Not the Party Faithful Anymore
Irmo Antonacci used to vote for Democratic presidential candidates. A son of Italian immigrants, the 80-year-old retiree lives in Jeannette, Pa., a down-at-the-heels smokestack city southeast of Pittsburgh. After dropping out of college in 1950, he got a job installing telephones with Bell Penn and joined a union. He registered as a Democrat and became a John F. Kennedy fan. A decade ago, he was the Democratic committeeman from the town's 5th ward.
But Antonacci no longer automatically pulls the lever for the candidate with (D) beside his or her name. "I'd seen the time from where the party used to be and where the party is now accepting abortion and gay rights," he says. "And I didn't go for that."
On the lawn in front of Antonacci's one-story brick house stands a foot-high statue of St. Francis and another of the Virgin Mary, symbols of a transformation that could spell trouble for the Democrats in November. It's the transformation of a group of voters we might call Casey Democrats, after the late Robert P. Casey Sr., governor of Pennsylvania from 1987 to 1995.
Like Casey, these voters -- blue-collar and religious, often Catholic -- are liberal on economic issues but conservative on cultural ones. Where they once looked to union leaders and their fellow union members for political guidance, they now look to their religious leaders and fellow churchgoers. And in the last decade, to the dismay of Democratic strategists, they've been voting for Republican presidential candidates. According to Democratic pollster and strategist Stan Greenberg, they made up the 10 percent of white Catholics who identify with the Democrats but didn't vote for Sen. John F. Kerry for president in 2004. And if Sen. Barack Obama can't do better with the Casey Democrats, his presidential bid may fare no better than Kerry's.
Antonacci's story is fairly common in his native Westmoreland County. Except for 1972, Westmoreland went for the Democratic nominee in every presidential election between 1936 and 1996. At the congressional level, the county remains Democratic; both local House members are Democrats, and registered Democrats outnumber registered Republicans nearly 2 to 1. Yet in the last two presidential elections, the county has gone Republican.
A similar pattern has emerged in a handful of Rust Belt and border states. With the exception of 1972 and 1984, West Virginia also voted for the Democratic presidential nominee from 1932 to 1996, and it hasn't elected a GOP senator for generations. Missouri, Kentucky, Arkansas and Ohio all went for Jimmy Carter in 1976 and for Bill Clinton twice. All but Ohio have been dominated by Democrats at the congressional and gubernatorial levels for decades. But all five went for George W. Bush in 2000 and 2004.
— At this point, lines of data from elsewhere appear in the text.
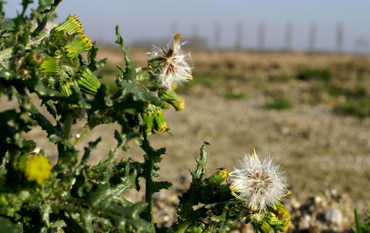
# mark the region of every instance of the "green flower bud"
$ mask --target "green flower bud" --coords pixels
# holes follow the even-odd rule
[[[83,25],[76,16],[70,15],[63,23],[54,28],[51,34],[54,36],[57,32],[62,30],[66,30],[70,35],[80,35],[83,31]]]
[[[87,67],[79,69],[76,79],[81,90],[89,94],[96,94],[101,85],[94,73]]]
[[[27,59],[27,61],[30,66],[37,68],[41,66],[43,60],[44,59],[41,54],[33,51],[31,52]]]
[[[58,43],[64,44],[72,41],[75,36],[74,34],[69,35],[67,30],[62,30],[54,33],[51,39]]]
[[[163,112],[160,107],[156,107],[155,113],[154,114],[154,129],[160,132],[163,132],[167,129],[167,123],[164,118]]]
[[[221,201],[229,200],[234,197],[234,196],[231,194],[230,185],[223,185],[219,186],[219,193],[220,194],[220,200]]]
[[[42,75],[59,75],[62,72],[62,62],[58,58],[48,57],[44,60],[39,68]]]
[[[289,214],[288,214],[289,215]],[[279,219],[272,212],[268,212],[264,215],[263,219],[275,230],[286,232],[289,227],[290,216],[288,219]]]
[[[78,86],[75,80],[66,79],[60,83],[59,90],[65,95],[71,95],[72,94],[71,87],[74,85]],[[71,116],[74,119],[81,119],[83,117],[84,112],[80,106],[74,104],[68,104],[68,108]]]
[[[213,197],[219,193],[219,189],[216,184],[207,184],[200,191],[200,198],[203,203],[209,203]]]
[[[178,96],[173,90],[162,87],[158,91],[158,96],[161,100],[167,102],[174,106],[177,111],[180,111],[185,108],[185,101]]]
[[[20,74],[22,76],[28,76],[29,73],[29,72],[28,72],[28,70],[27,70],[26,69],[21,69],[21,70],[19,71],[19,74]]]
[[[274,230],[271,226],[264,220],[261,220],[257,223],[259,230],[262,233],[274,233]]]
[[[225,169],[220,169],[212,175],[206,179],[206,181],[208,183],[214,183],[220,185],[226,179],[229,174]]]
[[[82,34],[66,44],[64,48],[66,49],[67,57],[74,58],[84,51],[90,50],[92,47],[91,40],[86,35]]]
[[[150,133],[153,127],[153,120],[154,114],[155,113],[156,107],[152,104],[149,104],[147,113],[142,114],[143,122],[148,126],[148,132]]]
[[[151,132],[153,128],[160,132],[167,129],[167,123],[160,107],[150,104],[148,112],[142,114],[142,116],[144,123],[148,126],[148,133]]]

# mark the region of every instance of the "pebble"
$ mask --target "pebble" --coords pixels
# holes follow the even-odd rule
[[[337,226],[342,225],[343,215],[336,208],[328,208],[325,210],[324,213],[325,220],[336,225]]]
[[[300,202],[294,197],[291,199],[290,202],[292,203],[292,206],[293,208],[296,209],[299,209],[301,205],[302,205]]]

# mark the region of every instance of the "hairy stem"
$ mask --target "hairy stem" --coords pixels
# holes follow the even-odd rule
[[[42,31],[42,29],[45,28],[45,26],[46,26],[46,23],[47,23],[47,21],[49,20],[49,18],[53,15],[55,9],[57,8],[57,7],[61,2],[62,2],[62,1],[63,1],[63,0],[54,0],[54,2],[50,6],[50,9],[45,10],[45,13],[43,14],[43,15],[41,16],[42,20],[38,23],[37,27],[36,28],[36,29],[35,29],[35,31],[34,31],[34,32],[31,34],[31,37],[32,38],[35,38],[38,36],[38,34],[39,34]]]
[[[68,140],[70,140],[70,138],[71,137],[71,131],[72,129],[73,122],[73,119],[72,119],[72,116],[69,113],[63,126],[64,138]]]
[[[148,203],[147,214],[148,221],[151,223],[151,231],[155,233],[155,229],[153,219],[153,193],[151,192],[151,187],[153,183],[151,173],[154,168],[154,158],[148,156],[146,159],[145,163],[147,164],[145,174],[145,201]]]
[[[71,143],[76,146],[95,126],[100,124],[102,120],[104,118],[108,111],[103,113],[98,113],[93,117],[86,124],[78,131],[74,136],[70,140]]]

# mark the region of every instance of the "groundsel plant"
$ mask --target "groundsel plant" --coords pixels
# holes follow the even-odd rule
[[[273,163],[270,157],[260,158],[254,149],[234,169],[230,179],[232,194],[245,200],[249,208],[265,211],[289,193],[280,166]]]
[[[184,54],[182,51],[181,46],[184,43],[180,43],[181,38],[180,34],[176,34],[166,48],[154,46],[152,51],[147,53],[149,69],[143,70],[148,71],[161,87],[176,89],[193,78],[188,64],[191,57],[189,53]]]
[[[97,73],[108,58],[96,60],[96,43],[84,33],[77,17],[66,15],[53,25],[53,13],[62,0],[38,1],[30,15],[25,12],[32,1],[23,0],[20,14],[4,19],[4,2],[0,1],[0,95],[18,103],[0,112],[0,231],[223,233],[242,222],[251,223],[256,232],[287,231],[290,216],[280,202],[287,185],[280,183],[284,179],[271,159],[246,159],[235,171],[220,169],[208,176],[206,145],[196,159],[196,170],[190,170],[190,187],[179,196],[177,219],[169,228],[156,224],[153,194],[172,184],[154,180],[166,150],[153,148],[148,135],[169,132],[164,110],[185,107],[175,88],[192,77],[180,35],[174,37],[172,47],[152,52],[148,66],[137,68],[116,27],[115,42],[125,68],[117,65],[117,90],[111,93],[100,81],[104,76]],[[54,26],[45,30],[47,25]],[[41,100],[40,106],[30,93]],[[72,135],[80,120],[84,125]],[[91,153],[104,142],[91,138],[90,132],[113,123],[120,126],[111,132],[116,147],[98,164],[90,165]],[[56,148],[56,163],[45,156],[47,149],[35,152],[42,144],[24,137],[36,127]],[[84,138],[90,142],[79,151]],[[144,162],[127,156],[114,159],[129,149],[130,140],[143,150]],[[140,180],[145,181],[145,199],[132,203],[123,194],[140,190]]]

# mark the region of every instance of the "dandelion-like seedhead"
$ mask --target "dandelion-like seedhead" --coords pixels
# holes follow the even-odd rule
[[[265,211],[289,193],[284,172],[270,156],[260,158],[254,150],[234,169],[230,173],[232,194],[249,208]]]
[[[180,38],[180,34],[174,36],[172,47],[168,44],[167,51],[154,46],[153,51],[148,54],[148,63],[158,85],[170,90],[193,78],[188,64],[191,61],[190,54],[183,53]]]

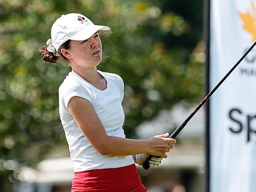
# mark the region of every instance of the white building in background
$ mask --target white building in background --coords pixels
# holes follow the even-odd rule
[[[141,139],[170,132],[179,126],[195,108],[178,105],[170,111],[141,125],[137,133]],[[142,183],[148,192],[204,191],[205,113],[201,109],[176,138],[177,143],[158,167],[144,170],[138,166]],[[68,149],[66,149],[68,152]],[[73,176],[69,156],[46,159],[38,170],[24,167],[14,192],[70,192]]]

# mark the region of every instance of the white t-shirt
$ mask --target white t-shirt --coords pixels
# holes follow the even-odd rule
[[[124,121],[121,105],[123,80],[116,74],[98,72],[106,81],[107,88],[104,90],[98,89],[74,71],[69,74],[59,88],[60,120],[75,172],[119,167],[134,163],[132,155],[108,156],[99,153],[82,132],[68,109],[68,104],[72,97],[84,98],[93,104],[108,135],[125,137],[122,128]]]

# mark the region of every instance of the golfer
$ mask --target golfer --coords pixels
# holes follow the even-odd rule
[[[117,75],[101,71],[100,37],[110,33],[80,14],[63,15],[53,23],[42,58],[60,60],[72,70],[59,88],[59,114],[73,161],[71,191],[146,191],[135,163],[149,154],[157,166],[176,143],[168,134],[147,140],[125,138],[121,102],[124,84]]]

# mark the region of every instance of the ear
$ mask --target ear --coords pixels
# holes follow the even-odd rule
[[[66,49],[62,48],[60,50],[60,52],[63,55],[64,57],[67,58],[68,59],[70,59],[71,58],[71,55],[69,53],[69,51]]]

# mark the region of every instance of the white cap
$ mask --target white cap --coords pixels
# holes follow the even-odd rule
[[[62,15],[52,25],[51,32],[52,45],[57,51],[69,39],[83,40],[97,31],[110,30],[108,27],[93,24],[89,18],[79,13]]]

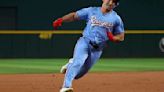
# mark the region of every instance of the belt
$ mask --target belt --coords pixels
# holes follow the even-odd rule
[[[97,44],[94,44],[91,41],[89,41],[89,44],[92,45],[95,49],[98,49],[99,48],[99,46]]]

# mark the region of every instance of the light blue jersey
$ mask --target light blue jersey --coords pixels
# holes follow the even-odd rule
[[[67,64],[63,88],[70,88],[74,79],[84,76],[102,55],[108,40],[107,31],[114,35],[124,32],[121,18],[115,11],[103,14],[100,7],[84,8],[76,12],[87,25],[83,37],[77,41],[72,63]]]
[[[107,31],[111,31],[114,35],[124,32],[123,22],[115,11],[103,14],[101,7],[89,7],[77,11],[76,14],[80,20],[87,21],[83,36],[96,44],[108,40]]]

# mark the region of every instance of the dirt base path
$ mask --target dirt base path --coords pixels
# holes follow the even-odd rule
[[[59,92],[62,74],[0,75],[0,92]],[[89,73],[74,92],[164,92],[164,72]]]

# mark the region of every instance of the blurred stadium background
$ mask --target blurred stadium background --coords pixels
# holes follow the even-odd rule
[[[135,61],[127,58],[138,58],[138,61],[146,62],[150,58],[161,58],[153,60],[160,61],[159,65],[163,65],[163,3],[163,0],[121,0],[115,10],[124,21],[126,38],[122,43],[109,42],[102,58],[109,58],[109,61],[110,58],[124,58],[124,61]],[[83,7],[100,5],[101,1],[96,0],[0,0],[1,69],[8,65],[5,62],[13,59],[25,62],[31,59],[35,61],[34,58],[60,61],[57,59],[60,58],[61,61],[66,61],[65,59],[72,57],[74,45],[81,36],[85,22],[64,23],[57,32],[53,32],[51,39],[40,39],[40,33],[54,31],[52,22],[58,17]],[[58,64],[55,65],[57,67]],[[159,70],[161,69],[163,68]]]

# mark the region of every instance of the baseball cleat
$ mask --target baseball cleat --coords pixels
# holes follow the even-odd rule
[[[62,88],[60,92],[73,92],[73,88]]]
[[[67,71],[67,64],[62,66],[62,68],[60,69],[60,73],[65,74],[66,71]]]

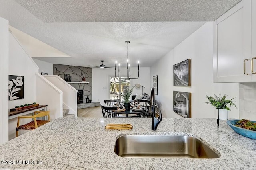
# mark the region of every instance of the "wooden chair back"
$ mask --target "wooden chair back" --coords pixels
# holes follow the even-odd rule
[[[120,99],[112,99],[111,100],[105,100],[104,102],[106,106],[111,106],[114,104],[118,103],[120,102]]]
[[[116,117],[117,107],[107,107],[100,105],[103,117]]]
[[[32,130],[38,127],[42,126],[50,121],[50,110],[48,111],[37,111],[34,112],[34,115],[28,116],[18,116],[17,122],[17,128],[16,128],[16,137],[18,135],[19,130]],[[37,120],[38,117],[42,117],[48,116],[48,120]],[[20,125],[20,119],[34,119],[34,120],[25,125]]]

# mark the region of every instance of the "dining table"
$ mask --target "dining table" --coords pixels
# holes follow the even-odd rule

The reason: Casey Democrats. "Democrats' difficulties with this group surely have a great deal to do with these voters' sense of cultural alienation from the national Democratic Party and its relatively cosmopolitan values around religion, family, guns and other social institutions/practices," blogged Democratic strategist Ruy Teixeira after the 2004 election. Just two years earlier, in their book, "The Emerging Democratic Majority," Teixeira and John Judis had predicted that the party's economic liberalism would bear the Democratic nominee to victory in such states.
Why have Casey Democrats defected?
Consider the story of Antonacci's hometown of Jeannette. The hilly city once boasted more than a half-dozen manufacturing plants: Pennsylvania Rubber Co., Jeannette Glass, Victor Brewing Co. and others. Due to AFL and CIO organizing efforts during the Depression, the jobs in these factories were stable and well paid. After World War II, Jeannette's population soared to 20,000.
Then came globalization. By the mid-to-late 1980s, most of the factories had closed. The population dropped by half, and many businesses left. Now the downtown is pockmarked with storefronts for sale or lease.
The old industrial order in Westmoreland County is declining. It's not that the economy has withered; its structure has simply changed. Instead of mines and smokestacks, the county now has malls and industrial parks. For every town in economic decline such as Jeannette, there are one or two on the economic upswing.
The area's politics have also changed. In 1972, more than a third of the state's workforce was still unionized. Today the figure is 18 percent. The largest union left in Westmoreland is the Service Employees International Union, with only 800 to 900 members. "Their influence," says County Commissioner Tom Balya, a Democrat, "has diminished over time."